As I learn more about reinforcement learning and Q-learning, it becomes clear that knowing when to explore or exploit is essential. In the early iterations, our reinforcement learning model lacks information about the environment, prompting it to prioritize exploration over exploitation. However, as the model learns with each iteration, the exploration decay constant gradually diminishes the need for extensive exploration! Instead, the model begins to leverage its accumulated knowledge, shifting towards prioritizing exploitation. 

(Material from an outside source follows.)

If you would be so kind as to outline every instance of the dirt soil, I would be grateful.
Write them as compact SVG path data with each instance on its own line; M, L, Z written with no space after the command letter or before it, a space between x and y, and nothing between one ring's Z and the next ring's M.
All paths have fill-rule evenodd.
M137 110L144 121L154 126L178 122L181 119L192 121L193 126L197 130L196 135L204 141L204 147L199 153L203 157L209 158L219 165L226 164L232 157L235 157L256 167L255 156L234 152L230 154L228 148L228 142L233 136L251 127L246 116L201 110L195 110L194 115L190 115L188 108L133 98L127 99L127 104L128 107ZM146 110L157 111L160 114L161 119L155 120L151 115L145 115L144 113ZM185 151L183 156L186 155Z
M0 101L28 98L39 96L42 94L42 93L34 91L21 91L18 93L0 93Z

To choose whether to explore or exploit, we use a uniform distribution between 0 and 1 and if our random number is less than the exploration probability, the agent selects a random action (explores), otherwise, exploits the newfound knowledge using the "bellman equation" as explained from the article. (Very similar to Markov chain Monte Carlo scenarios from my Data in the Cosmos course).

In [6]:
#!pip install --upgrade gym
#!pip install pygame

import numpy as np
import gym
import pygame

env = gym.make('FrozenLake-v1', is_slippery=False)

# Q Table Init
state_size = env.observation_space.n
action_size = env.action_space.n
q_table = np.zeros((state_size, action_size))

# Params
learning_rate = 0.8
discount_rate = 0.95
num_episodes = 10000
max_steps_per_episode = 100
epsilon = 1.0
max_epsilon = 1.0
min_epsilon = 0.01
decay_rate = 0.005

# Q-learning algorithm
print_count = 0
for episode in range(num_episodes):
    state = env.reset()[0]
    done = False
    total_rewards = 0
    
    for step in range(max_steps_per_episode):
        exp_exp_tradeoff = np.random.uniform(0, 1)
        if exp_exp_tradeoff > epsilon:
            action = np.argmax(q_table[state, :])   # EXPLOITATION
        else:
            action = env.action_space.sample()      # EXPLORATION

        new_state, reward, done, truncated, info = env.step(action)

        q_table[state, action] = q_table[state, action] + learning_rate * (reward + discount_rate * np.max(q_table[new_state, :]) - q_table[state, action])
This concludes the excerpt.